During the study, researchers at the McGovern Medical School examined the health status of 44 non-smoking young and healthy medical students in their 20s. Exercise and sports require maximum blood flow so oxygen can get to cells quickly, Higgins said.

The new research report which will be presented at the American Heart Association's upcoming summit next week shockingly suggests that consuming a single energy drink could lead to negative effects on the proper functioning of blood vessels.

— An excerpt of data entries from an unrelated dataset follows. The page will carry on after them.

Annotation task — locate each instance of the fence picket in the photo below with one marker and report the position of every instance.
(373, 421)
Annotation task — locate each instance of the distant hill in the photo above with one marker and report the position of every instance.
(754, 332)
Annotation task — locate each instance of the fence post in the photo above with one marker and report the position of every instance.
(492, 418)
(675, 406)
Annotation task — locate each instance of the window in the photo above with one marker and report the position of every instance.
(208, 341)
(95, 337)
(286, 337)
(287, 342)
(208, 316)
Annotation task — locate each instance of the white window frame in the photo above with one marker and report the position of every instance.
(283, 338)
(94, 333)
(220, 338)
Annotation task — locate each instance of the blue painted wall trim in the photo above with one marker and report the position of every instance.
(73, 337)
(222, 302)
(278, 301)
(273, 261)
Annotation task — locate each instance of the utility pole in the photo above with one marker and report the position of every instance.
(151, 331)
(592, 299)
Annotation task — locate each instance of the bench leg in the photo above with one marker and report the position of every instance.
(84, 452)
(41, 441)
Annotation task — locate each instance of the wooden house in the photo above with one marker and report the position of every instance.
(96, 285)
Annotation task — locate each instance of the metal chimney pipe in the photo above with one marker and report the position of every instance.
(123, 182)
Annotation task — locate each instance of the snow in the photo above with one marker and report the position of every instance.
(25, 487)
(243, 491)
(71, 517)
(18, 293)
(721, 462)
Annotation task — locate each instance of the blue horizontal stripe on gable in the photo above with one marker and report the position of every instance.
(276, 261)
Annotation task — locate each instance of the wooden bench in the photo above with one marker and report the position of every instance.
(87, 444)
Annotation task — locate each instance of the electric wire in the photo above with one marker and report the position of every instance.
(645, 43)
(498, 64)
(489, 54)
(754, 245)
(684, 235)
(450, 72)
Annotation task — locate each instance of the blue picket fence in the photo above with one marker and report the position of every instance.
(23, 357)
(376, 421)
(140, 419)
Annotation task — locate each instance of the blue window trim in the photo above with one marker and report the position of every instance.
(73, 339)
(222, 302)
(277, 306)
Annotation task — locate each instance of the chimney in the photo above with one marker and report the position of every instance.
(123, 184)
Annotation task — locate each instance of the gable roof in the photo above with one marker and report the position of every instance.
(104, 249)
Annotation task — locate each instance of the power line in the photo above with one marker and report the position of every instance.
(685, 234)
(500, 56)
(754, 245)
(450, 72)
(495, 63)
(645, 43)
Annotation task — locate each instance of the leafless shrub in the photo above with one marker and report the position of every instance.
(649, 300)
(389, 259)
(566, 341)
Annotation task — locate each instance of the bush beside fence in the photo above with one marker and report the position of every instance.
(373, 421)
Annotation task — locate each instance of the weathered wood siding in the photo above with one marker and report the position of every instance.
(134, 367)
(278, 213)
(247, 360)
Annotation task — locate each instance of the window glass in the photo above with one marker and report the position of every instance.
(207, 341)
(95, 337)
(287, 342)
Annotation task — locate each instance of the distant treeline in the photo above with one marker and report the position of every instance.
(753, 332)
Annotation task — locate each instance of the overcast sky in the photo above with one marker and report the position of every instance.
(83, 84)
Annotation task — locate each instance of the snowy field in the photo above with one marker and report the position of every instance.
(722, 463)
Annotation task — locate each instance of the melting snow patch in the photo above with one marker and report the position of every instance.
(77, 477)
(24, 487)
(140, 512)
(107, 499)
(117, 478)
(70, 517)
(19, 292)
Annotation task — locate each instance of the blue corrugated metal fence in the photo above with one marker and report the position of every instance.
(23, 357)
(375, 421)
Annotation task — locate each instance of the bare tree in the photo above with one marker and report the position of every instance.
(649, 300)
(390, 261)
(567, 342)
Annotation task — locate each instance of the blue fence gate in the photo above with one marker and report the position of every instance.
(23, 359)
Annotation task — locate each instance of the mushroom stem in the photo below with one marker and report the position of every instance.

As a result, they found acute dysfunction of blood vessels after only one drink. "This could explain why there have been cases where kids have had a cardiac arrest after an energy drink", he said. In addition, people under 18, women who are pregnant or breastfeeding, caffeine-sensitive individuals, those taking stimulants or caffeine-based drugs or those with heart disease should stay away from energy drinks, he added.

The study, which tested blood vessel or endothelial function in non-smoking, young, healthy adults found that the participants had significantly diminished blood vessel function soon after consuming just the one energy drink.

During the second test, the researchers looked at the students' artery flow-mediated dilation, an ultrasound that measures overall blood vessel health. These components - usually caffeine, taurine, sugar, and other herbal components - may act on the endothelium (lining of the blood vessels) to make it constrict.

Some experts believe the cardiovascular side effects could be related to their impact on blood vessel - or endothelial - function.

Taurine is an amino acid which is thought to increase energy.

But the team says its findings are among the first to shed light on the possible mechanism linking the high consumption of energy drinks to an increased risk metabolic syndrome.

Earlier this year it was revealed almost 70% of 10 to 17 year-olds in the United Kingdom consume energy drinks - more than anywhere else in Europe. "Nothing in this preliminary research counters this well-established fact."The study findings are scheduled for presentation November 12 at a meeting of the American Heart Association, in Chicago".